Les techniques d’hier sont encore celles d’aujourd’hui

Dans tous les cas, ces assauts n’ont qu’un seul but : désengager l’État pour favoriser les privatisations et l’enrichissement des compagnies privées. Et ils sont encore fortement à l’œuvre à l’heure actuelle.

Combien de fois a-t-on entendu le gouvernement Macron verser des larmes de crocodile sur la dette, le budget de la nation ou les aides sociales qui coûteraient un « pognon de dingue » ? À traiter constamment la France comme une entreprise, ils ont sans doute fini par oublier qu’un service public existait justement pour rendre service, et non pas pour faire du profit. Ces lamentations sont d’ailleurs d’autant plus risibles que leurs auteurs ont eux-mêmes créé des déficits en faisant sans cesse des cadeaux aux plus riches, notamment en détricotant la sécurité sociale.

Nouvelle cure d’austérité à l’œuvre

Très récemment encore, une énième cure d’austérité a été annoncée par Bercy. Bruno Le Maire a ainsi décrété vouloir mettre en place un énième plan de restriction budgétaire de 10 milliards d’euros pour 2024. Dans la foulée, il a cependant juré que la sécurité sociale ne serait pas touchée.
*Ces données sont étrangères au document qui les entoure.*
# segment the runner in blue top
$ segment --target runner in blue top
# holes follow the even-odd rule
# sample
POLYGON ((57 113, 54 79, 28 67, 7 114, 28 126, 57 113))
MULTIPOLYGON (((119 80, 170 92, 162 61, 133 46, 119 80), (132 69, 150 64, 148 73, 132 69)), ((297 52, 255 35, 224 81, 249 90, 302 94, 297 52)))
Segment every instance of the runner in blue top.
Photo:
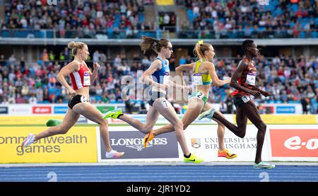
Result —
POLYGON ((184 155, 184 161, 196 163, 202 162, 203 160, 201 158, 190 153, 187 146, 182 122, 179 119, 174 108, 166 98, 167 91, 170 86, 189 91, 189 88, 175 84, 170 80, 169 62, 167 59, 170 58, 173 52, 172 45, 166 39, 156 40, 143 37, 141 47, 144 53, 148 50, 153 50, 158 54, 157 58, 143 73, 142 77, 143 83, 152 86, 151 98, 148 101, 150 107, 147 113, 146 123, 143 124, 139 120, 123 114, 121 109, 109 111, 106 113, 105 118, 120 119, 141 132, 147 134, 153 129, 159 114, 160 114, 172 125, 175 130, 177 139, 184 155))

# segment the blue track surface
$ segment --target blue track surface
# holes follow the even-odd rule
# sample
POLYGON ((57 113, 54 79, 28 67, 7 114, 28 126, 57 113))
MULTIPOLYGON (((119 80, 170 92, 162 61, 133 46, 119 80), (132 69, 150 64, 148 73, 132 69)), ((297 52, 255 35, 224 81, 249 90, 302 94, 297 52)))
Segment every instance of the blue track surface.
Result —
POLYGON ((96 166, 0 168, 1 182, 318 182, 318 166, 96 166))

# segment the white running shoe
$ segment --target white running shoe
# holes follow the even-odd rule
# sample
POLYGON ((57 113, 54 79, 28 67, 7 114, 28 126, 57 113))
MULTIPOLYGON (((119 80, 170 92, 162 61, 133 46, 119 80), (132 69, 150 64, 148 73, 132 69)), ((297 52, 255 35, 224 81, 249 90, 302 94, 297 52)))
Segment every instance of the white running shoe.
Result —
POLYGON ((124 152, 118 152, 114 150, 112 150, 111 151, 106 151, 106 158, 120 158, 125 153, 124 152))
POLYGON ((259 163, 254 163, 254 168, 256 169, 272 169, 275 168, 275 165, 261 161, 259 163))
POLYGON ((27 147, 34 142, 34 134, 29 134, 27 138, 24 139, 23 143, 22 143, 22 150, 24 149, 24 148, 27 147))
Retournant sa veste plus vite que son ombre, le ministre était pourtant de retour dans les médias moins d’une dizaine de jours plus tard pour évoquer un autre projet d’économie pour 2025, cette fois-ci de 20 milliards. Et malgré ses promesses, les aides sociales, la santé ou même l’assurance chômage pourraient être visées.

Toute honte bue, il affirmait également qu’il fallait en finir « une bonne fois pour toutes » avec le « mirage de la gratuité universelle ». Dans un sophisme aussi classique que consternant, il a encore essayé de faire croire aux gens que notre système reposerait sur une pseudo-générosité de l’État qui s’occuperait des citoyens.
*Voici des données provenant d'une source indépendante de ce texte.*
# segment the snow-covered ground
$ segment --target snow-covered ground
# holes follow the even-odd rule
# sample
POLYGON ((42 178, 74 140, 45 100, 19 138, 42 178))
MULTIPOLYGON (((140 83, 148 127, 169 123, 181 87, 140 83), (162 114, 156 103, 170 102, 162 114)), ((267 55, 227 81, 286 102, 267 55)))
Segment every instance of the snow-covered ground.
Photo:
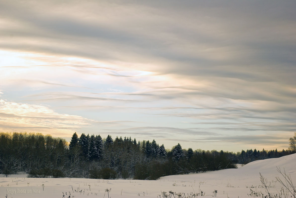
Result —
POLYGON ((161 191, 168 194, 170 191, 184 193, 186 196, 191 193, 200 193, 202 191, 204 195, 212 196, 216 190, 217 197, 227 198, 228 196, 229 198, 239 198, 249 197, 251 189, 261 191, 266 195, 261 186, 259 172, 266 178, 269 184, 270 182, 270 191, 278 194, 281 186, 275 178, 280 176, 276 166, 282 170, 284 168, 296 185, 295 154, 253 162, 237 169, 166 176, 156 181, 30 178, 25 177, 25 174, 13 175, 7 178, 0 178, 0 197, 5 197, 7 194, 9 198, 62 198, 63 192, 65 197, 69 197, 70 193, 70 197, 106 198, 108 197, 108 192, 105 190, 107 189, 111 189, 109 197, 112 198, 144 196, 159 197, 161 191))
C’est évidemment oublier (bien volontairement) que ce système est financé par les Français eux-mêmes et qu’il est basé sur la solidarité. Et non sur la bonne volonté d’une entité paternaliste qui aurait à charge de contrôler ses enfants. Il s’agit au contraire d’un pouvoir gouvernemental confisqué par une minorité qui s’est chargé de reprendre aux travailleurs le droit de décider d’une part conséquente des revenus des richesses produites dans le pays.

Résister ou disparaître

On l’aura compris, si le peuple ne réagit pas, la sécurité sociale subira à terme le même sort que tant d’autres institutions du pays balayées par le capitalisme débridé. Une privatisation galopante ne pourra nous mener qu’à un système à l’américaine où la santé et le troisième âge ne seraient plus que des secteurs aux mains de grands groupes.

Une perspective dans laquelle les plus riches pourraient s’en sortir sans trop de dommage (bien qu’une structure privée coûte dans tous les cas plus cher qu’une publique), tandis que les plus précaires ne pourront plus se soigner et seront contraints de travailler jusqu’à la mort dans des conditions de pauvreté extrême.
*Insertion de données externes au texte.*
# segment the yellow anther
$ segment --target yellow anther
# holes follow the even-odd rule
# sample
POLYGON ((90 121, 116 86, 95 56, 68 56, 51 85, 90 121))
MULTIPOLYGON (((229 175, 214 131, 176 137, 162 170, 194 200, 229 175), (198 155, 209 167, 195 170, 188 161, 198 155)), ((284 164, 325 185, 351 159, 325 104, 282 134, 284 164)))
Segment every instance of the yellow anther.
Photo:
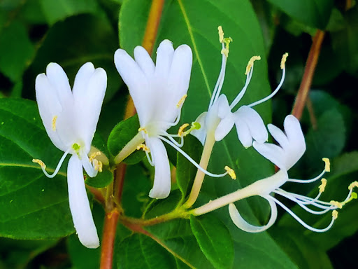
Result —
POLYGON ((102 162, 100 162, 99 160, 94 159, 93 160, 93 167, 94 167, 95 170, 97 170, 100 173, 102 172, 102 168, 103 167, 102 162))
POLYGON ((222 43, 224 41, 224 31, 222 30, 222 27, 219 26, 217 30, 219 31, 219 41, 222 43))
POLYGON ((178 131, 178 135, 180 137, 185 136, 184 133, 184 130, 189 126, 189 123, 184 123, 179 127, 179 130, 178 131))
POLYGON ((324 158, 322 159, 324 162, 324 170, 326 172, 331 172, 331 163, 329 163, 329 159, 328 158, 324 158))
POLYGON ((327 184, 327 180, 326 179, 321 179, 322 184, 320 185, 318 188, 320 188, 320 193, 323 193, 324 191, 324 188, 326 188, 326 185, 327 184))
POLYGON ((329 203, 332 205, 334 205, 335 207, 337 207, 338 208, 342 208, 343 207, 343 204, 337 201, 331 200, 329 202, 329 203))
POLYGON ((248 63, 248 65, 246 67, 246 71, 245 72, 245 74, 247 75, 249 74, 250 70, 251 70, 251 68, 252 68, 252 66, 254 65, 255 61, 259 61, 261 60, 260 56, 252 56, 251 59, 250 59, 249 62, 248 63))
POLYGON ((288 53, 286 53, 282 55, 282 58, 281 59, 281 69, 285 68, 285 64, 286 63, 286 60, 287 59, 288 53))
POLYGON ((353 188, 358 188, 358 181, 352 182, 348 186, 348 190, 352 190, 353 188))
POLYGON ((101 151, 95 151, 90 156, 90 161, 92 162, 96 156, 100 156, 101 151))
POLYGON ((140 145, 137 146, 137 151, 139 151, 140 149, 143 149, 145 152, 150 152, 150 150, 149 148, 145 146, 144 144, 141 144, 140 145))
POLYGON ((52 118, 52 130, 54 131, 56 130, 56 120, 57 120, 57 116, 54 116, 54 117, 52 118))
POLYGON ((46 169, 46 165, 41 160, 32 159, 32 163, 38 163, 42 168, 46 169))
POLYGON ((332 211, 333 219, 336 219, 338 217, 338 212, 337 210, 332 211))
POLYGON ((180 106, 184 103, 184 101, 185 101, 185 99, 187 98, 187 95, 182 95, 182 97, 180 98, 178 104, 176 104, 176 107, 178 109, 180 107, 180 106))
POLYGON ((225 170, 227 170, 227 174, 229 174, 229 175, 231 177, 231 179, 236 179, 236 175, 235 174, 235 171, 234 171, 234 170, 232 170, 227 165, 225 166, 224 169, 225 170))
Construire la sécu de demain

À l’inverse, si l’on veut préserver les secteurs de la santé, de la famille et du grand âge des griffes du néolibéralisme prédateur, il devient indispensable de consolider la sécurité sociale sur la base d’une gestion démocratique.

Il s’agirait là de l’un des piliers de notre hôpital public, qui permettrait de retirer une partie de la valeur produite par les travailleurs du marché capitaliste. Un objectif qui passe néanmoins par plusieurs décisions fortes, comme la suppression des mutuelles de santé, véritables ennemies du système, amenées à être remplacées par un remboursement total de tous les frais médicaux, y compris dentaires, par l’assurance maladie.

De même, la Constitution pourrait être réécrite par le peuple sans pouvoir être modifiée par la suite par une autre voix que le référendum. Une mesure qui permettrait de graver dans le marbre certains principes de la sécurité sociale et de sa gestion.  Un processus qui pourrait même s’élargir à des branches supplémentaires de la société. On peut ici particulièrement penser à la retraite à 60 ans ou à certaines allocations. Des verrous qui semblent totalement indispensables lorsque l’on constate les actions de certains gouvernements libéraux dès lors qu’ils accèdent au pouvoir.